26. The trial court in adopting the multiplier of 16 years took into consideration that the deceased died at the age of 49 years and he would have properly continued to work as a driver up to the age of 65 years.

27. I have perused the authorities cited by the appellant and noted that in the cases of Nyamai Petronila & Another vs Monica Usyoki [2020] eKLR and Isaack Abdikarim Abdile & Another vs Rose Kinanu Muchai [2016] eKLR where the courts adopted a multiplier of 11 years for the deceased persons who were 49 years old and was a plumber and business man respectively. I have further been guided by the cases of Wachira Joseph & 2 Others vs Hannah Wangui Makumi & Another [2021] eKLR where the deceased was a mason aged 51 years and the court adopted a multiplier of 9 years.
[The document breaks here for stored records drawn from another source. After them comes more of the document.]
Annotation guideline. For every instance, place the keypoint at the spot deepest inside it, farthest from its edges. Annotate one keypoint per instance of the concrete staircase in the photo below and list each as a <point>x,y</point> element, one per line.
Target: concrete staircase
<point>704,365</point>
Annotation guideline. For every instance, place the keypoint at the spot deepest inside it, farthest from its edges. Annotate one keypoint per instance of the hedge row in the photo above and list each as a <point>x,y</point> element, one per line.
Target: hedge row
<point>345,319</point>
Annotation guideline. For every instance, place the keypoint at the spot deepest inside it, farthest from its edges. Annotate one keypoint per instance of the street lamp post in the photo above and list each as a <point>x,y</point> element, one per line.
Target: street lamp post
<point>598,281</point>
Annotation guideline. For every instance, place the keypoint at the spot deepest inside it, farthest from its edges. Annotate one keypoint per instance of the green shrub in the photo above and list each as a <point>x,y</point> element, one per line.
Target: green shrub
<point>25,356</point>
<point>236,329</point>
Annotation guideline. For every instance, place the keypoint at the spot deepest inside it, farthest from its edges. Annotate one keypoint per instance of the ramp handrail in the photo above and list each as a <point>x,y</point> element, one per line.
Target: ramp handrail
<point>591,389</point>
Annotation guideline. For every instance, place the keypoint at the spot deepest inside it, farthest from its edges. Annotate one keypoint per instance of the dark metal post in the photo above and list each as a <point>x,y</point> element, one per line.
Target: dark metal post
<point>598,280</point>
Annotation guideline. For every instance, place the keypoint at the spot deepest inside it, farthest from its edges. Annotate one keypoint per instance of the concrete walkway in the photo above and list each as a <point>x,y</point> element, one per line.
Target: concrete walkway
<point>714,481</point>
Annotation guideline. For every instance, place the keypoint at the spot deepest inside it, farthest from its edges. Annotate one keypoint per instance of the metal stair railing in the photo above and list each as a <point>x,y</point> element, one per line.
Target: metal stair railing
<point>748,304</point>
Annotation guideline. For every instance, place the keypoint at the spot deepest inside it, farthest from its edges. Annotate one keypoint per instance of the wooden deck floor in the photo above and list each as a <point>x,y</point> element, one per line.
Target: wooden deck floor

Further in the case of Irene Kagondu & Mary Wanda Kagondu vs W. K. Tilley Muthaiga Ltd & Another [2008] eKLR where the court adopted a multiplier of 11 years for a deceased person who was 49 years old. Taking into account the vicissitudes of life, I find it more reasonable to adopt the retirement age in the public service in Kenya of 60 years. The multiplier of 16 years is a bit on the higher side and I hereby adopt eleven (11) years as the applicable multiplier.

28. Therefore the award of loss of dependency shall work out as follows:-21,811. 10/- x 11 x 12 x 2/3 = Kshs. 1,919,376. 80 /-

29. In view of the foregoing, I find that the appeal is partially successful. The award of Kshs. 3,733,632/- on loss of dependency is set aside and substituted with an award of Kshs. 1,919,376. 80/- which is subject to the liability ratio of 15 : 85 agreed by parties.

30. Other damage items remain undisturbed. The total award of Kshs. 2,869,251. 80/- is subject to the agreed ratio on liability.

31. Each party will meet their own costs of this appeal.

32. It is hereby so ordered.

DATED AND SIGNED AT KERUGOYA THIS 26TH DAY OF OCTOBER, 2023. F. MUCHEMIJUDGEJudgement delivered through video link this 26th day of October, 2023.